Once COVID-19 emerged, it caused Career Services to rethink everything and how they want to move forward with job fairs.

They transferred virtually for a smaller-scale job fair at the beginning of COVID-19, but they soon realized that it wasn’t working. Not only because the turnout of students and employers was lacking in numbers, but also because there was a lack of in-person connection between the employers and students.

The career department eventually went to a more small-scale approach for hosting job fairs when it came back to being in person. Instead of having one big fair each semester, UAlbany offers three different fairs throughout the semester. They include a business fair, a teach and science fair, and educational nonprofit law and government fair. All are being held in the UAlbany Ballroom.

“The SEFCU Arena is a very nice place back when we first had these fairs,” said Simon. “But we found that having the fairs in the ballroom has improved the attendance for students, as it is easy to access for them to get there and know where everything is.”

Simon added that having three different fairs has not only increased the number of students attending but also shows a greater diversity of interests in students going to these fairs.

“When we had the one big fair, a lot of students went like, I don’t want to go to that fair, because of their perceptions that career fairs were for only those who were majoring in business.
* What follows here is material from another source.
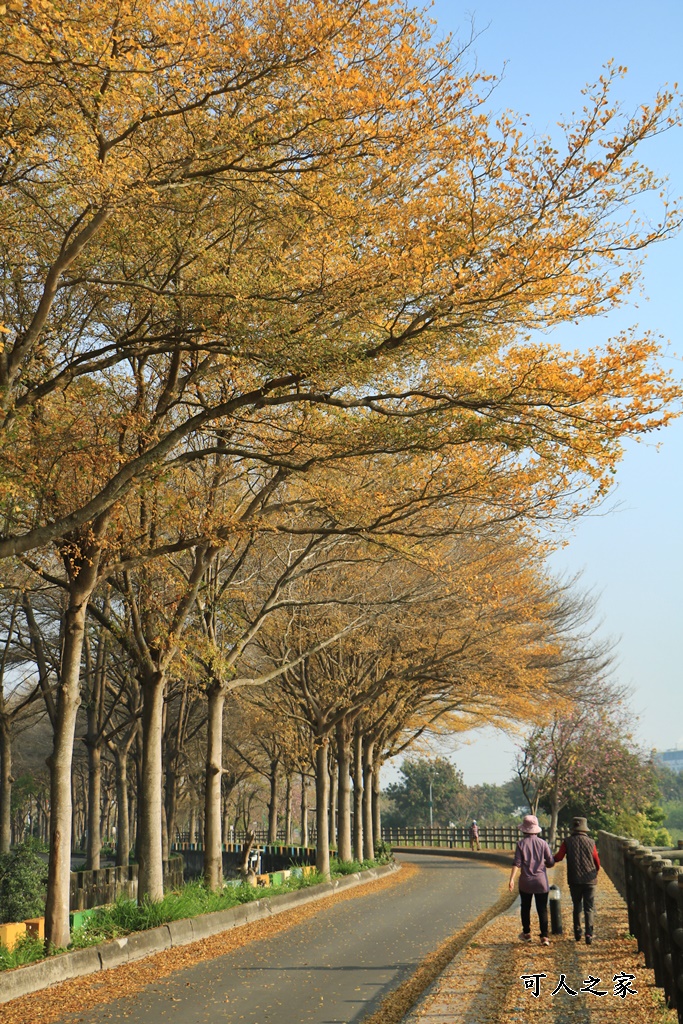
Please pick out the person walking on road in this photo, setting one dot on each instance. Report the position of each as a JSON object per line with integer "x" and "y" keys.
{"x": 583, "y": 867}
{"x": 532, "y": 856}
Which wasn’t the case, because we had a variety of options that offer more than just business,” said Simon. “Now, with it being industry-based, students can see an industry-based fair like the government fair and want to go to them, because they offer options that are targeted to those who might major in political science, and they can meet with an employer in that field.”

The three fairs provide 150 to 200 employers distributed amongst all three fairs because the ballroom can only hold approximately 50 employers at a time. Simon pointed out that students were able to get through to multiple employers. This is thanks to the tools career services provided for students to get prepared for the fair – like setting up their resumes and getting connected with employers before potentially meeting them at the fair. They can easily be accessed by visiting the Career Services department down by the Science Library.
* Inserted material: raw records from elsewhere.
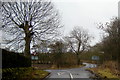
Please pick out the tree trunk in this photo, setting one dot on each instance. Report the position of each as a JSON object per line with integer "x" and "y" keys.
{"x": 78, "y": 59}
{"x": 27, "y": 46}
{"x": 27, "y": 40}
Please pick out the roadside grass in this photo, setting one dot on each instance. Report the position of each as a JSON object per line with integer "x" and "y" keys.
{"x": 28, "y": 73}
{"x": 104, "y": 73}
{"x": 66, "y": 67}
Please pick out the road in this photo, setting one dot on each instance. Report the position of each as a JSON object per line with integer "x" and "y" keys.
{"x": 71, "y": 74}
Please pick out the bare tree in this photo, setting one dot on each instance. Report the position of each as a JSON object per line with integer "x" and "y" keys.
{"x": 111, "y": 40}
{"x": 25, "y": 23}
{"x": 78, "y": 41}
“I’m happy we went through this change,” said Simon. “COVID had to make us rethink everything, and how we wanted to approach career fairs going forward. It wasn’t an easy change, and it’s a change we will continue to make adjustments if necessary, but it’s a change I’m happy to say has really helped us as a department, the employers, and the students attending these fairs.”

The industry-based job fairs will be held on Sept. 4, 21, and 28 at the Ballroom area at UAlbany from 10 a.m. through 3 p.m. The Career Services department is located in the Science Library for any assistance to get students set up and be ready to talk and meet an employer at these fairs.